It's not that Brown and the other contestants cannot dunk. The point guard has delivered some stunning stuffs as a member of the L.A. Lakers' bench brigade. He represents the most excitable player of the four.

When it comes to throwing it down, Robinson boasts as much creativity as any baller. However, the Krypto-Nate ship has sailed, and I would rather see someone else compete in his place.

You know, like LeBron James, or Kevin Durant, or Dwyane Wade.

You know, a bona fide star.

I'll give Kobe Bryant a pass since he's 31 and playing with a broken finger on his shooting hand and a bad back.

All-Star Weekend provides the gateway to absurdity, where jocularity and showboating always reign supreme. I would rather see one of the above top scorers flush the rock.

Besides, Robinson's selection might not be healthy for his game.

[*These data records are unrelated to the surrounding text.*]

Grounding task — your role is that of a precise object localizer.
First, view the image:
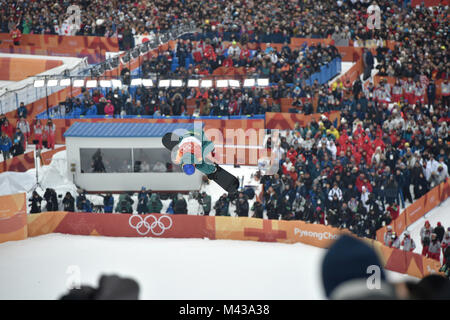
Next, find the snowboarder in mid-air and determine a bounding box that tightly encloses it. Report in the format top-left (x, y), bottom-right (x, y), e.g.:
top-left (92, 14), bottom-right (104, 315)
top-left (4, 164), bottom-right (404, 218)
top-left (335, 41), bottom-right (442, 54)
top-left (162, 129), bottom-right (240, 193)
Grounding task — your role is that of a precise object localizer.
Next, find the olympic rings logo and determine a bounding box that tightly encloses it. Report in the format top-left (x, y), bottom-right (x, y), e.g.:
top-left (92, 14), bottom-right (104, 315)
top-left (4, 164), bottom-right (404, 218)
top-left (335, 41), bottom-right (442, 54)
top-left (128, 214), bottom-right (173, 236)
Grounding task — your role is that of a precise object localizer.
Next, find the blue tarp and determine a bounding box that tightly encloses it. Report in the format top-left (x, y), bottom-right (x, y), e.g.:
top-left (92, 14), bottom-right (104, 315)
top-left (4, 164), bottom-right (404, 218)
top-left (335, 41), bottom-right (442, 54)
top-left (64, 122), bottom-right (195, 138)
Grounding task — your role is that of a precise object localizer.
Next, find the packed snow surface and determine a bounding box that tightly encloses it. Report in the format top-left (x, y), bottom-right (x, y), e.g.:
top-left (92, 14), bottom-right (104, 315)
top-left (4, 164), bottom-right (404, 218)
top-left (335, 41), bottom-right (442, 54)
top-left (0, 234), bottom-right (415, 300)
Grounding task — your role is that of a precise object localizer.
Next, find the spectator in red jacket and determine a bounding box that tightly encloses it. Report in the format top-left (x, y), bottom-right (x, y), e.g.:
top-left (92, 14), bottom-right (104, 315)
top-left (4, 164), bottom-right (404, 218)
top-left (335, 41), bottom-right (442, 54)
top-left (228, 98), bottom-right (238, 115)
top-left (1, 118), bottom-right (14, 139)
top-left (386, 203), bottom-right (399, 220)
top-left (288, 166), bottom-right (298, 181)
top-left (104, 100), bottom-right (115, 116)
top-left (421, 226), bottom-right (432, 257)
top-left (10, 25), bottom-right (22, 45)
top-left (355, 173), bottom-right (373, 193)
top-left (286, 146), bottom-right (298, 163)
top-left (222, 55), bottom-right (233, 68)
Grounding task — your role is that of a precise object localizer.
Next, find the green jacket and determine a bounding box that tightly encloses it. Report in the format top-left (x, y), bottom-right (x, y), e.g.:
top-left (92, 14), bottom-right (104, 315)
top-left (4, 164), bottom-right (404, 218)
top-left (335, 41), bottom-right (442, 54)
top-left (201, 194), bottom-right (211, 212)
top-left (147, 194), bottom-right (163, 213)
top-left (22, 20), bottom-right (31, 34)
top-left (115, 201), bottom-right (132, 213)
top-left (116, 194), bottom-right (133, 213)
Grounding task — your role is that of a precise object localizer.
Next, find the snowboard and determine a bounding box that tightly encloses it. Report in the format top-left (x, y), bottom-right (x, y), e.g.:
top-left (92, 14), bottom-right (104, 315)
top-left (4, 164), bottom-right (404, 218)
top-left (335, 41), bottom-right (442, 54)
top-left (162, 132), bottom-right (240, 194)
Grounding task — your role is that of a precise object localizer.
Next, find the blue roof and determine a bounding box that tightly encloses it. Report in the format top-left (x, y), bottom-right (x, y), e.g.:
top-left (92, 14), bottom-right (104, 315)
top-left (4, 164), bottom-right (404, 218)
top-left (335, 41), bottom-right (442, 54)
top-left (63, 122), bottom-right (196, 138)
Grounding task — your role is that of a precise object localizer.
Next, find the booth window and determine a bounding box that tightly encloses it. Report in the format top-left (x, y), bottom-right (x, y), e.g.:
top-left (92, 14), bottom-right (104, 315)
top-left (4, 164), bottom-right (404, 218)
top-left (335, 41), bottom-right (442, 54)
top-left (80, 148), bottom-right (182, 173)
top-left (80, 148), bottom-right (132, 173)
top-left (133, 148), bottom-right (182, 173)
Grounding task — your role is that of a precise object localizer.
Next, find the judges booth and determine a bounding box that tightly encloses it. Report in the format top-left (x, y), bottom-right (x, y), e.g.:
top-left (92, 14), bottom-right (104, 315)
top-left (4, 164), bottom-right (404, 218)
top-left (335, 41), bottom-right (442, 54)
top-left (64, 122), bottom-right (203, 192)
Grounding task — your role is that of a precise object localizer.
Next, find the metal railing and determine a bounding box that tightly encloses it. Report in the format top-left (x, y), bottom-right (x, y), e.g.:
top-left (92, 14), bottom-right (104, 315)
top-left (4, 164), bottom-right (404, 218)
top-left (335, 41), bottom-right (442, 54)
top-left (0, 58), bottom-right (89, 115)
top-left (0, 22), bottom-right (198, 116)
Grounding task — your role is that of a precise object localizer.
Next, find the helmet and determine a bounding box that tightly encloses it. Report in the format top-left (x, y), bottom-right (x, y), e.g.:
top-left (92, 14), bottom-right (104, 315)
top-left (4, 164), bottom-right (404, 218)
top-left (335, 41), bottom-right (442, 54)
top-left (404, 231), bottom-right (410, 237)
top-left (387, 225), bottom-right (392, 231)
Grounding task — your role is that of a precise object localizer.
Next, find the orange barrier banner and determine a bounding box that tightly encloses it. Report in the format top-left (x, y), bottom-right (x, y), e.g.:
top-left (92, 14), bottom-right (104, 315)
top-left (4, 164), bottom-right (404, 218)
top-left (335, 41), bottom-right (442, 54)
top-left (215, 217), bottom-right (345, 248)
top-left (393, 211), bottom-right (407, 238)
top-left (0, 46), bottom-right (103, 64)
top-left (0, 193), bottom-right (27, 244)
top-left (370, 239), bottom-right (442, 278)
top-left (406, 180), bottom-right (450, 226)
top-left (0, 57), bottom-right (63, 81)
top-left (27, 212), bottom-right (216, 239)
top-left (0, 151), bottom-right (35, 174)
top-left (0, 34), bottom-right (119, 52)
top-left (265, 111), bottom-right (340, 130)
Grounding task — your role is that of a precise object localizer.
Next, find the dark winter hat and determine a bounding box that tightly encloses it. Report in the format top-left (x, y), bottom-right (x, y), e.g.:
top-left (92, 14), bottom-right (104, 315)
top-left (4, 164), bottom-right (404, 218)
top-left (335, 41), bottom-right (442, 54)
top-left (321, 235), bottom-right (386, 299)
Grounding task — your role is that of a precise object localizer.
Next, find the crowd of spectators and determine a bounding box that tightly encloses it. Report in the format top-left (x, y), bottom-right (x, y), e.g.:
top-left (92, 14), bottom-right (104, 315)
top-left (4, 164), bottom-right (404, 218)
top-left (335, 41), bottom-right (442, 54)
top-left (0, 114), bottom-right (56, 161)
top-left (4, 1), bottom-right (448, 121)
top-left (2, 0), bottom-right (448, 59)
top-left (28, 187), bottom-right (214, 217)
top-left (41, 39), bottom-right (340, 119)
top-left (257, 96), bottom-right (448, 239)
top-left (3, 2), bottom-right (450, 244)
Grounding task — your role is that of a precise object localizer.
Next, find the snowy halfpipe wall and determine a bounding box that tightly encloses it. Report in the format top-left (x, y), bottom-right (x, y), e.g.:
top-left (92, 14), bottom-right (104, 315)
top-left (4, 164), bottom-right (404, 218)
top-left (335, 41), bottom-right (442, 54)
top-left (0, 193), bottom-right (27, 243)
top-left (0, 208), bottom-right (442, 278)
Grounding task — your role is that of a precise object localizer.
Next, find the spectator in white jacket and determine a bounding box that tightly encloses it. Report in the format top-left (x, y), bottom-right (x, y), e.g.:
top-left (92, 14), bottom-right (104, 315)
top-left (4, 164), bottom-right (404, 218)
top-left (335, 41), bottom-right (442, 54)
top-left (187, 192), bottom-right (203, 216)
top-left (437, 156), bottom-right (448, 177)
top-left (326, 140), bottom-right (337, 160)
top-left (401, 231), bottom-right (416, 252)
top-left (227, 41), bottom-right (241, 58)
top-left (328, 183), bottom-right (343, 202)
top-left (371, 146), bottom-right (384, 166)
top-left (424, 155), bottom-right (440, 181)
top-left (361, 186), bottom-right (370, 213)
top-left (389, 232), bottom-right (401, 249)
top-left (384, 225), bottom-right (393, 247)
top-left (427, 233), bottom-right (441, 261)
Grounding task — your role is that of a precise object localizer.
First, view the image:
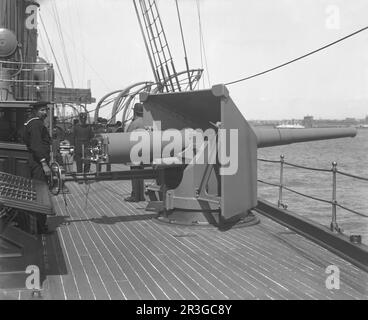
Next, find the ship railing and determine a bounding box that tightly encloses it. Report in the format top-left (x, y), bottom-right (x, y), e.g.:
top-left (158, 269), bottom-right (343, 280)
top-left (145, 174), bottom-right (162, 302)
top-left (257, 155), bottom-right (368, 234)
top-left (0, 59), bottom-right (54, 102)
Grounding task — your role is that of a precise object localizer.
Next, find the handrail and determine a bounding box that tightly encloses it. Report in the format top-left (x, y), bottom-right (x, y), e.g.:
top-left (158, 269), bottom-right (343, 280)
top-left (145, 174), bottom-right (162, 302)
top-left (257, 155), bottom-right (368, 234)
top-left (1, 59), bottom-right (54, 102)
top-left (0, 59), bottom-right (53, 66)
top-left (335, 170), bottom-right (368, 182)
top-left (283, 161), bottom-right (331, 173)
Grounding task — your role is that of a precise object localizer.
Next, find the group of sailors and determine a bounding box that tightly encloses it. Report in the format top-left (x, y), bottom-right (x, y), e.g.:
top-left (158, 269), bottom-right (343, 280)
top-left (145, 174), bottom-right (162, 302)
top-left (23, 101), bottom-right (145, 233)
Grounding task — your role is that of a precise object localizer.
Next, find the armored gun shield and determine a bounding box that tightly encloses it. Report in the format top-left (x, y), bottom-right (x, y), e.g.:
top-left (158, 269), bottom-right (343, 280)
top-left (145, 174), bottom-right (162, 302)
top-left (140, 84), bottom-right (258, 227)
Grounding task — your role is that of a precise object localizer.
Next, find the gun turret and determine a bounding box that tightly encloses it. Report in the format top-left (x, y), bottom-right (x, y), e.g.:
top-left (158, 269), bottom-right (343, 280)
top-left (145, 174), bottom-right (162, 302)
top-left (71, 85), bottom-right (357, 229)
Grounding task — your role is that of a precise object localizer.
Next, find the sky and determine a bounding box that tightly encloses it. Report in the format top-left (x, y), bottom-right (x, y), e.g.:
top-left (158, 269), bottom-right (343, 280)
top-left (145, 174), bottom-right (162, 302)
top-left (36, 0), bottom-right (368, 120)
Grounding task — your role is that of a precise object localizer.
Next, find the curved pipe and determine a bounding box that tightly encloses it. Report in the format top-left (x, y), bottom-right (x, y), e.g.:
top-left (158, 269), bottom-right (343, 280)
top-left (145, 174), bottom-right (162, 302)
top-left (160, 68), bottom-right (203, 91)
top-left (94, 89), bottom-right (124, 122)
top-left (110, 81), bottom-right (155, 123)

He seems to struggle to separate dunk contests from real games, and his immaturity has twice landed him in the Mike D'Antoni doghouse this season.

If you cannot trust Wade to get serious when serious play resumes after the break, can you trust anyone?

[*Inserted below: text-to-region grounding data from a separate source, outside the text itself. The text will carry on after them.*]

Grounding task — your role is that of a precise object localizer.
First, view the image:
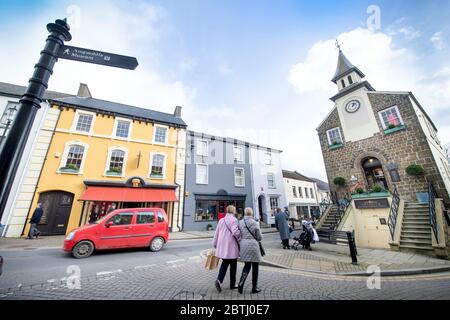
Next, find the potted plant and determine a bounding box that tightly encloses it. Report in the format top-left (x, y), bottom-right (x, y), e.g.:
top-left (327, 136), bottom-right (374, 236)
top-left (356, 188), bottom-right (365, 194)
top-left (206, 224), bottom-right (214, 231)
top-left (372, 185), bottom-right (383, 193)
top-left (388, 123), bottom-right (397, 129)
top-left (60, 164), bottom-right (79, 172)
top-left (333, 177), bottom-right (346, 187)
top-left (405, 164), bottom-right (428, 203)
top-left (107, 167), bottom-right (122, 175)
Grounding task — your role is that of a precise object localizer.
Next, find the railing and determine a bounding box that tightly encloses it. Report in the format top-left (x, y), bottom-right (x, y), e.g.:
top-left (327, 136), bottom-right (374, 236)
top-left (428, 182), bottom-right (438, 242)
top-left (329, 192), bottom-right (351, 230)
top-left (387, 186), bottom-right (400, 240)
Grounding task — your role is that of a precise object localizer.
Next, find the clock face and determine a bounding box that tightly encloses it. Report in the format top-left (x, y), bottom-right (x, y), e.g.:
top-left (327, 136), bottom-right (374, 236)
top-left (345, 99), bottom-right (361, 113)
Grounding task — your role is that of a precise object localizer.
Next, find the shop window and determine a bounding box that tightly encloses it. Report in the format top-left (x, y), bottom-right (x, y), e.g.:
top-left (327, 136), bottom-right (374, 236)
top-left (326, 127), bottom-right (343, 146)
top-left (153, 125), bottom-right (168, 144)
top-left (234, 167), bottom-right (245, 187)
top-left (378, 106), bottom-right (404, 130)
top-left (195, 200), bottom-right (217, 221)
top-left (108, 213), bottom-right (133, 225)
top-left (150, 153), bottom-right (166, 179)
top-left (267, 173), bottom-right (275, 188)
top-left (136, 212), bottom-right (155, 224)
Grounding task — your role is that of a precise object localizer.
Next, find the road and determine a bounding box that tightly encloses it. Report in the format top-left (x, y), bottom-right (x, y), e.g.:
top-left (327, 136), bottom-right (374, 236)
top-left (1, 236), bottom-right (450, 300)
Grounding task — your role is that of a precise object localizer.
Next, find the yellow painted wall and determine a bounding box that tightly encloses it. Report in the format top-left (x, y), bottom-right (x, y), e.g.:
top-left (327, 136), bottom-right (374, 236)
top-left (25, 105), bottom-right (181, 235)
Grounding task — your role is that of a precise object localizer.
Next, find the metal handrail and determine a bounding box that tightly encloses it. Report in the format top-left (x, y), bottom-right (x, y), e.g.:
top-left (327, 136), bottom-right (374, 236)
top-left (428, 182), bottom-right (438, 241)
top-left (330, 192), bottom-right (351, 230)
top-left (387, 186), bottom-right (400, 240)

I do not doubt that the chosen contestants will hammer home some spectacular dunks. They will put on a show.

Thing is, I would rather watch a LeBron dud-dunk than a Gordon stud-dunk.

There is a remedy, and if the NBA's decision makers were to pick one time to listen to me, now would be as good a time as any.

The dunking lineup is set, but the NBA has not announced the participants for its H-O-R-S-E competition. It does appear the league wants to do that again.

In its inaugural run, perhaps because of the hasty organization and announcement of the event, Commissioner David Stern selected players already invited to All-Star Weekend.

This year, Stern can do even better than Joe Johnson, O.J. Mayo, and Kevin Durant, and here are my suggestions.

The NBA's unofficial H-O-R-S-E champion is Manu Ginobili . He hits absurd shots fit for this competition in real games, even playoff ones. He might struggle to re-create many of his wondrous finishes or tricky heaves, but therein lies the beauty of his game.

Ginobili does not merit an invite to the big Sunday game, but any multiletter shooting tournament without him would be a sham.

How many times has Dwyane Wade gone to the circus in his career? I would wager that Ernie Johnson will call his name Thursday evening as an All-Star starter.

If he were not shooting the worst percentage of his career thanks to that pesky broken finger and back spasms, Kobe Bryant would prove a stupendous selection. In a December game against Oklahoma City in L.A., Bryant (a surefire starter for the West) somehow managed to loft a shot over the backboard while falling out of bounds amidst pressure from a double team.

Swoosh. Enough said.

Kevin Love could provide some long-distance entertainment, and he will surely get an invite to the Rookie-Sophomore Challenge.

J.R. Smith has never seen a shot not worthy of a hasty hoist in a real game. Imagine what he could pull off in this competition. Wouldn't he bring some hubbub to the dunk contest, too?

Who could lay down at the opposite baseline and kick the ball the length of the court and get it to drop through the hoop? Steve Nash , that's who. His soccer background might give him an edge over the rest of the field.

Why not invite a former-player-turned-assistant-coach like Dan Majerle , who can still nail one-handed, behind-his-back three-pointers from a chair? He routinely did this as a member of the Phoenix Suns broadcast team just before tip-off.

Anyone opposed to the idea of Nash and Ginobili in a H-O-R-S-E battle must have learned a different game.

Get Ginobili and some of these other tricksters to sign up for this contest, and I will watch with enthusiasm and an open mouth.

Cuban may then get to celebrate the biggest All-Star Weekend ever.

Pick three shooters at the last minute like last year, and I might fall asleep.